Virtualmin SSH backups started failing.

Jamie · March 1, 2013, 7:28pm

Virtualmin version 3.99 will be out in a day or two, and should include a fix for this.

Yourname · April 23, 2013, 9:35am

I have the latest, and nothing got fixed.
My error is this for 3 out of the 50 or so domains I have:

Write failed: Broken pipe
lost connection

… completed in 3 minutes, 27 seconds

remibruggeman · April 25, 2013, 6:58am

Hello,

I’m having Virtualmin 3.99 and I am also facing some backup issues.
These backup plans are running on 2 servers:

First schedule

All virtual servers
All features and settings
to SSH server
File on server: /home/backupname/backup/%Y-%m-%d-%H%M
User & Pass set
Delete old backups after 35 days
Additional Destination options: Do Strftime-style, Transfer each virtual server after it is backed up
Backup format: one file per server, create destination directory
Action on error: Continue
Backup level: FULL
E-mail backup report to: my e-mail
Scheduled Backup Time: Complex schedule: Every Monday at 03:00

Second backup schedule:

All virtual servers
All features and settings
to SSH server
File on server: /home/backupname/backup/INCR/%Y-%m-%d-%H%M
User & Pass set
Delete old backups after 35 days
Additional Destination options: Do Strftime-style, Transfer each virtual server after it is backed up
Backup format: one file per server, create destination directory
Action on error: Continue
Backup level: Incremental
E-mail backup report to: my e-mail
Scheduled Backup Time: Complex schedule: At cron time 0,30 * * * *

The output of mount command:
[root@turing remi]# mount /dev/md4 on / type ext4 (rw) proc on /proc type proc (rw) sysfs on /sys type sysfs (rw) devpts on /dev/pts type devpts (rw,gid=5,mode=620) tmpfs on /dev/shm type tmpfs (rw) /dev/md0 on /boot type ext4 (rw) /dev/md1 on /data type ext4 (rw) /dev/md2 on /secure type ext4 (rw) none on /proc/sys/fs/binfmt_misc type binfmt_misc (rw)
Output of df-h:
Filesystem Size Used Avail Use% Mounted on /dev/md4 3.6T 7.1G 3.4T 1% / tmpfs 16G 4.0K 16G 1% /dev/shm /dev/md0 496M 51M 420M 11% /boot /dev/md1 3.6T 1.3T 2.2T 38% /data /dev/md2 496M 11M 460M 3% /secure
Error message I get by mail:
Uploading archive to SSH server XX.XX.XX.XX … … upload failed! sshbackup@XX.XX.XX.XX’s password: backup.be.tar.gz 0% 0 0.0KB/s --:-- ETAbackup.be.tar.gz 100% 22KB 21.8KB/s 00:00 Write failed: Broken pipe lost connection
or:
Uploading archive to SSH server XX.XX.XX.XX … … upload failed! sshbackup@XX.XX.XX.XX’s password: 286162_31137_28_backup.pl 0% 0 0.0KB/s --:-- ETA286162_31137_28_backup.pl 100% 6060 5.9KB/s 00:00 Write failed: Broken pipe lost connection

… completed in 2 hours, 0:48 minutes

Let me please also state that both links have at least 100Mbit/s uplinks. (ssh server has 120Mbit/sec, production has 100Mbit/sec)

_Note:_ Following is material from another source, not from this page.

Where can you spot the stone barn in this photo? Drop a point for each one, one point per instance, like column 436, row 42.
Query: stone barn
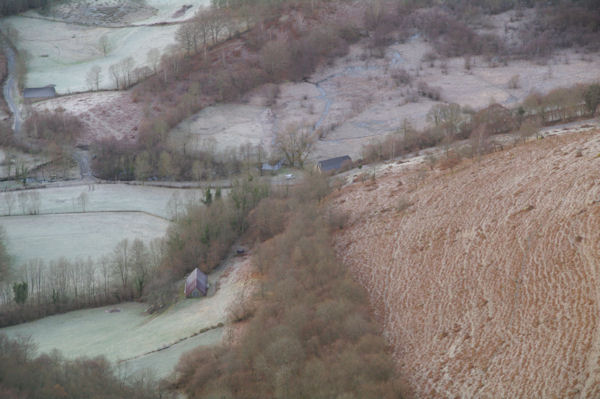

I hope somebody has any use to this so this might solve a problem.

I do not ‘really’ have a problem with this since backups are running every 30 min, but as you can see with the last failed one, it took 2:48h to complete. that might create a problem for me …

Yourname · April 26, 2013, 3:59am

This has now become an everyday occurrence.

Jamie · April 26, 2013, 8:15pm

Do you have access to the SSH server logs from the remote system? It looks like the connection is being killed, and the logs might explain why.

Yourname · April 29, 2013, 10:54am

Thanks, but it’s a whole lotta nothing:


Apr 21 00:54:13 localhost sshd[22882]: Accepted password for backup from 192.168.1.11 port 33354 ssh2
Apr 21 00:54:13 localhost sshd[22882]: pam_unix(sshd:session): session opened for user backup by (uid=0)
Apr 21 00:54:15 localhost sshd[22882]: pam_unix(sshd:session): session closed for user backup
Apr 21 00:54:17 localhost sshd[22902]: Accepted password for backup from 192.168.1.11 port 33355 ssh2
Apr 21 00:54:17 localhost sshd[22902]: pam_unix(sshd:session): session opened for user backup by (uid=0)
Apr 21 00:54:18 localhost sshd[22902]: pam_unix(sshd:session): session closed for user backup
Apr 21 00:54:20 localhost sshd[22922]: Accepted password for backup from 192.168.1.11 port 33356 ssh2
Apr 21 00:54:20 localhost sshd[22922]: pam_unix(sshd:session): session opened for user backup by (uid=0)
Apr 21 00:54:21 localhost sshd[22922]: pam_unix(sshd:session): session closed for user backup
Apr 21 00:54:25 localhost sshd[22942]: Accepted password for backup from 192.168.1.11 port 33357 ssh2
Apr 21 00:54:25 localhost sshd[22942]: pam_unix(sshd:session): session opened for user backup by (uid=0)

Jamie · April 29, 2013, 11:26pm

Does the remote user perhaps have a shell like scponly that prevents execution of commands like mkdir ?

Yourname · April 30, 2013, 9:50am

Nope, just a regular bash shell for everyone.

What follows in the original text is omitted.